Morula stage embryos (corresponding to Day 2.7 of pregnancy, including 8-cell embryos) were collected from the oviducts of mice subjected to AAV-based GONAD by flushing the oviducts with Dulbecco’s modified Ca2+, Mg2+-free phosphate-buffered saline (DPBS) containing 0.3% FBS (hereafter referred to as DPBS-FBS). The embryos were then subjected to fluorescence analysis under an inverted microscope (#DMI4000, Keyence, Itasca, IL, USA) with epifluorescence. In some cases, 2-cell stage embryos (corresponding to Day 1.7 of pregnancy) were collected from the oviducts by flushing the oviducts with DPBS-FBS. The collected embryos were then transferred to mWM medium covered with paraffin oil (ARK Resource, Kumamoto, Japan) in a Terasaki microtest plate (Nunc, Roskilde, Denmark) for cultivation at 37 °C in 5% CO2 until the late blastocyst stage. EGFP-derived green fluorescence was periodically observed at the 2-cell (immediately after culture), morula (1 day after culture), early blastocyst (2 days after culture), and late blastocyst (3 days after culture) stages.

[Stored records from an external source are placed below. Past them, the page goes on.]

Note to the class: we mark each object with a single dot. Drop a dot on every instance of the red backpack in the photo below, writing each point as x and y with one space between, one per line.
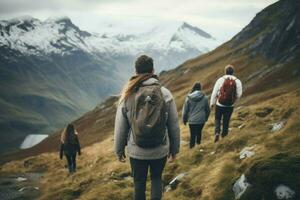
227 95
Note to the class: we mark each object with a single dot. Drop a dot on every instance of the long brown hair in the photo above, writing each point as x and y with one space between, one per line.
134 83
68 136
196 86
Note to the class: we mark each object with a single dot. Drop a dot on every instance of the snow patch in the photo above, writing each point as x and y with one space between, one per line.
173 184
240 186
247 153
32 140
284 192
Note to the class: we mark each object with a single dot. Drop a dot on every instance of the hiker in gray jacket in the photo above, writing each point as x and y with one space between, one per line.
196 112
147 122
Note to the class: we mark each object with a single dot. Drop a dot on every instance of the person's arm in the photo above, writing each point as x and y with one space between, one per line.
61 152
121 132
239 89
173 129
78 146
213 98
185 111
207 108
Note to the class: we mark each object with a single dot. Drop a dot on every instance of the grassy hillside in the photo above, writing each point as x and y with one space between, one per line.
271 95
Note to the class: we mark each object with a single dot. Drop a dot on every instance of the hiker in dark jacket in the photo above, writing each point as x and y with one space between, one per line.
196 112
165 140
227 90
70 146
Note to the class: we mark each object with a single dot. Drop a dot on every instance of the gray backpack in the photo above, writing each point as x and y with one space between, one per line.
148 116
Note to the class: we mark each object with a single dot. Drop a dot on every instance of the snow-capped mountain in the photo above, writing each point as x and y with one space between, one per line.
52 71
60 36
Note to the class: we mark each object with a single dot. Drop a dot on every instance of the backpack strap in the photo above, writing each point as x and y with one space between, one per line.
124 113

The oviducts from which 2-cell embryos were collected were placed between a coverglass and a culture dish to observe the expression of green fluorescence caused by rAAV infection in the oviductal epithelium (facing oviductal lumen).

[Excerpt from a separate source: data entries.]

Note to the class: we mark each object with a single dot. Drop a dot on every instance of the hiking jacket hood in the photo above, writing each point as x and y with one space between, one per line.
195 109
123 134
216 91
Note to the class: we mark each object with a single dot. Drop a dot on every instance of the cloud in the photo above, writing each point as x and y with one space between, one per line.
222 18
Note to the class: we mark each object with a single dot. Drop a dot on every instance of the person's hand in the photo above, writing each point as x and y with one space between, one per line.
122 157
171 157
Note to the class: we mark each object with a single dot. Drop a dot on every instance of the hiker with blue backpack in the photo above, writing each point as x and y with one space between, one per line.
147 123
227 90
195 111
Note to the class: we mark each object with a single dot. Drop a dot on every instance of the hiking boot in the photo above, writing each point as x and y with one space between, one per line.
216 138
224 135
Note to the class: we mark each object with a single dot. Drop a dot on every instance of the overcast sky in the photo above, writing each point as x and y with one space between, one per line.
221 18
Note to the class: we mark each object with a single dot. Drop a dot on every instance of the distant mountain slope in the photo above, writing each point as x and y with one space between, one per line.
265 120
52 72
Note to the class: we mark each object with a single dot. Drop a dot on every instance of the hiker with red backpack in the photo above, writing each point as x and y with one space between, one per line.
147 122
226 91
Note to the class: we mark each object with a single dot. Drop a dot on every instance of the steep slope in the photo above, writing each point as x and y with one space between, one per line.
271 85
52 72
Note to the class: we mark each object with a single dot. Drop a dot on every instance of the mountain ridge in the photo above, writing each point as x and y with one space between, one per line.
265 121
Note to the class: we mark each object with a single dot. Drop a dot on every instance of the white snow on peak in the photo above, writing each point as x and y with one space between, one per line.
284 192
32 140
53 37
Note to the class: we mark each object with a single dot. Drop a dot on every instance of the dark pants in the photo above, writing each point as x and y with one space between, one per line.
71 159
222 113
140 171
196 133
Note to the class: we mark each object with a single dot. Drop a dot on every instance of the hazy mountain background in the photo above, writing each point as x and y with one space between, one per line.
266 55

5.7. Observation of Fluorescence and Quantitative Evaluation

Bright-field and fluorescence images of mouse embryos (2-cell embryos, morulae, early blastocysts, or late blastocysts) and oviducts were captured using an inverted microscope (BZ-X810, Keyence). Structured illumination was used to obtain optically sectioned z-stack images (Figure S2).

The average fluorescence intensity of each embryo was measured using Image J software (Fiji version) [47]. Raw images were processed using rolling ball background subtraction. ROIs were manually set. Fluorescence data were visualized and statistically analyzed using Graphpad Prism software version 7/8.